I have had an unsavory education through my life. My life has been focused on what others need from me - emotionally, financially, etc.. What is always lost in every relationship is that I am a human and I feel emotion deeply. That I have needs, that I have things that I want to accomplish. That I too want to feel love, support, appreciation. Maybe I'm naive. Or immature in the deep reciprical soul connection that I believe love to be. Maybe this is the role. Maybe this is an expectation because I am a man. But, I find it difficult to be content or happy, when the expectation has been throughout my life (since childhood) that I am to facilitate the needs of others and no one should find my own needs of any import. I'm trying not to be selfish. Trying to stop believing that my own hopes, dreams, desires, concerns, fears, longings are of any value at all. Only those of others. But, in this, I'm also trying to understand what happiness is.
RANT OVER
SW-User
I know what you mean. I’ve always longed for someone who would give as much as I did. We would just propel each other forward and be able to give selflessly because we felt safe we wouldn’t be drained eventually. Synergy.
throughTheMotions · 51-55, M
@SW-User hugs and love at you.
Morrigan · F
It sounds like you were taught it's not okay to put your needs first. This is incorrect. You are a valued human being and your needs are just as important as anyone elses. It can be hard to change a lifetime of being told otherwise, because it feels selfish some how when it is quite the opposite.

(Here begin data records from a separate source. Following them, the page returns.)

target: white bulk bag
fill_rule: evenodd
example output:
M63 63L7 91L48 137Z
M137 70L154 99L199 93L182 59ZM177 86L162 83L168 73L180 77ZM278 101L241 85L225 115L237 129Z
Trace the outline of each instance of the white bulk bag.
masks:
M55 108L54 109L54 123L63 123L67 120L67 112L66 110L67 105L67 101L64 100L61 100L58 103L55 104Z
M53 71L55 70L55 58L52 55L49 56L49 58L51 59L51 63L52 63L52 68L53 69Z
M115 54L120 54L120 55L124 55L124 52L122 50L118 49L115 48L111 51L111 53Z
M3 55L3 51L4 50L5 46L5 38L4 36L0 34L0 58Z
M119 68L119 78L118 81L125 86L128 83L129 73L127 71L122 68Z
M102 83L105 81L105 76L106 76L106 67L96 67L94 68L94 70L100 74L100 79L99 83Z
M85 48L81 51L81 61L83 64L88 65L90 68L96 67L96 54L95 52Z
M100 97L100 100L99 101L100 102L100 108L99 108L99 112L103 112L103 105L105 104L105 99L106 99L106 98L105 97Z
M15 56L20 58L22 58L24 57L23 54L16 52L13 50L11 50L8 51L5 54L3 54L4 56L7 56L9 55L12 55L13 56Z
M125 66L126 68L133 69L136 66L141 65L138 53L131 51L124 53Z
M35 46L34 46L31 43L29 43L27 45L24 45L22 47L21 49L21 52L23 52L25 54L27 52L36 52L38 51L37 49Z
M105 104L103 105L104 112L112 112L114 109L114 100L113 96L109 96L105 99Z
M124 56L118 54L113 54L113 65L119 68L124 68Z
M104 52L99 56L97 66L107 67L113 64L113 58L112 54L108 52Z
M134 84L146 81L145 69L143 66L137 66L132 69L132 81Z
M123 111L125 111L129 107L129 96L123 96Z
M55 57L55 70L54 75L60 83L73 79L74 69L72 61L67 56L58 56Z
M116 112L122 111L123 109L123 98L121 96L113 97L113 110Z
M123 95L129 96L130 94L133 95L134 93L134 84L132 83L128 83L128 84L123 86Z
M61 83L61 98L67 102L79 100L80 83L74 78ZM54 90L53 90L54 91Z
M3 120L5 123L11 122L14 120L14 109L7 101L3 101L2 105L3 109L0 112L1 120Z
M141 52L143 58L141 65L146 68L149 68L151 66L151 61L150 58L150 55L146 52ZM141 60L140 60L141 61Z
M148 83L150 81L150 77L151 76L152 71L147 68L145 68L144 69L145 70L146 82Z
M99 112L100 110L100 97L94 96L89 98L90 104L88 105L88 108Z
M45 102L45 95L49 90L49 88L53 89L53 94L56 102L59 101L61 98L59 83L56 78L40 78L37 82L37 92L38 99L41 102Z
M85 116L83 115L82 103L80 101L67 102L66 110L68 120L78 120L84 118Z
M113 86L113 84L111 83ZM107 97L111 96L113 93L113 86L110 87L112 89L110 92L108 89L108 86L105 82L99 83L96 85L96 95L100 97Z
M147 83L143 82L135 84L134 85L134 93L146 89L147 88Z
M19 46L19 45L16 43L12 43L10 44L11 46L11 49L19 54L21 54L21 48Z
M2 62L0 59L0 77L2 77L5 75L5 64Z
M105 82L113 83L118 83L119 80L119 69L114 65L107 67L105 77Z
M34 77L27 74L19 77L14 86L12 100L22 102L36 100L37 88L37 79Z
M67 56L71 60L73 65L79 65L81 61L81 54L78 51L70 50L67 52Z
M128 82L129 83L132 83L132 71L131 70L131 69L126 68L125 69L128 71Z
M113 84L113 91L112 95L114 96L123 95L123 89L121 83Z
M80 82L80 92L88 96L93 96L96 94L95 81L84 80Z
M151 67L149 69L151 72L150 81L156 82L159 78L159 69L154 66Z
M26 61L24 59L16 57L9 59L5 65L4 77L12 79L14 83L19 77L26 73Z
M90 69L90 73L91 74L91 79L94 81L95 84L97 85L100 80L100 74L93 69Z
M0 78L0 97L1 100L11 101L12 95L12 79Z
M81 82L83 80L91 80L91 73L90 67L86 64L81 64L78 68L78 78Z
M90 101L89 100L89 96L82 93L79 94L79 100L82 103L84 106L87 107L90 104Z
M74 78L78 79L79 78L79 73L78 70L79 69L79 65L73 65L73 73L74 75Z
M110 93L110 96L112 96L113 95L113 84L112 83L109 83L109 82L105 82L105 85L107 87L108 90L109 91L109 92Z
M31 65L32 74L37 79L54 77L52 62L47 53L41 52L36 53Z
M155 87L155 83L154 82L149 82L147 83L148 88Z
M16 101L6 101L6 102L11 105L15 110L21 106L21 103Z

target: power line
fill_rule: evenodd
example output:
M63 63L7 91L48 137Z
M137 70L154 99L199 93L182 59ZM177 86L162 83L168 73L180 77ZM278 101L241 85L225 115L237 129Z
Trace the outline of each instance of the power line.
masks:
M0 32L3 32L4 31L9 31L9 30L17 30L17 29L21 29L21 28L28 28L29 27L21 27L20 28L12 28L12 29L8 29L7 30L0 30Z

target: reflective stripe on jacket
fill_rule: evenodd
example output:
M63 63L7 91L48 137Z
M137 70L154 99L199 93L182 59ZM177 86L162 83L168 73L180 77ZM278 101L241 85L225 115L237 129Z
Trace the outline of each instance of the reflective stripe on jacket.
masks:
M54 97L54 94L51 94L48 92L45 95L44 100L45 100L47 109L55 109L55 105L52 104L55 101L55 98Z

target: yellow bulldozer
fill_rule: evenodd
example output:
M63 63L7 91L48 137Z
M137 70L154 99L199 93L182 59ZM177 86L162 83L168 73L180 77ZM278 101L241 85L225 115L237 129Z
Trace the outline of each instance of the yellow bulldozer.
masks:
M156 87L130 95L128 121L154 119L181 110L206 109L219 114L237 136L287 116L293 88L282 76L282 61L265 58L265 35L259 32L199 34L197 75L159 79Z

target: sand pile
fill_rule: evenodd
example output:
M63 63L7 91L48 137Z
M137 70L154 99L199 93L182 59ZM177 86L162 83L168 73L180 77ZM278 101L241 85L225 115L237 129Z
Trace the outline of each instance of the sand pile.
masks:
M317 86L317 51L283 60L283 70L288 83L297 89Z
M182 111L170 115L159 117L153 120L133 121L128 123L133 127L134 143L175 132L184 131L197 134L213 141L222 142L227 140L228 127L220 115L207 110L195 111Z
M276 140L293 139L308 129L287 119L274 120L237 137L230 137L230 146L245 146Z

throughTheMotions · 51-55, M
@Morrigan It's also historically been seen as selfish with almost everyone I've come into contact with, when I even express my own needs. I think this is because either the focus is not on the needs of the other person or could potentially require shared responsibility. My expression of my own needs has only been met with anomositiy, anger, and insults. I think I have an understanding of the expectations due to the consistency. I appreciate your support of me as a person and send you love for that. But this has been my reality throughout my life. It's not worth fighting for or holding on to what is important to me anymore. So I'm just facilitating the needs of others and trying to survive the reality that I now clearly understand.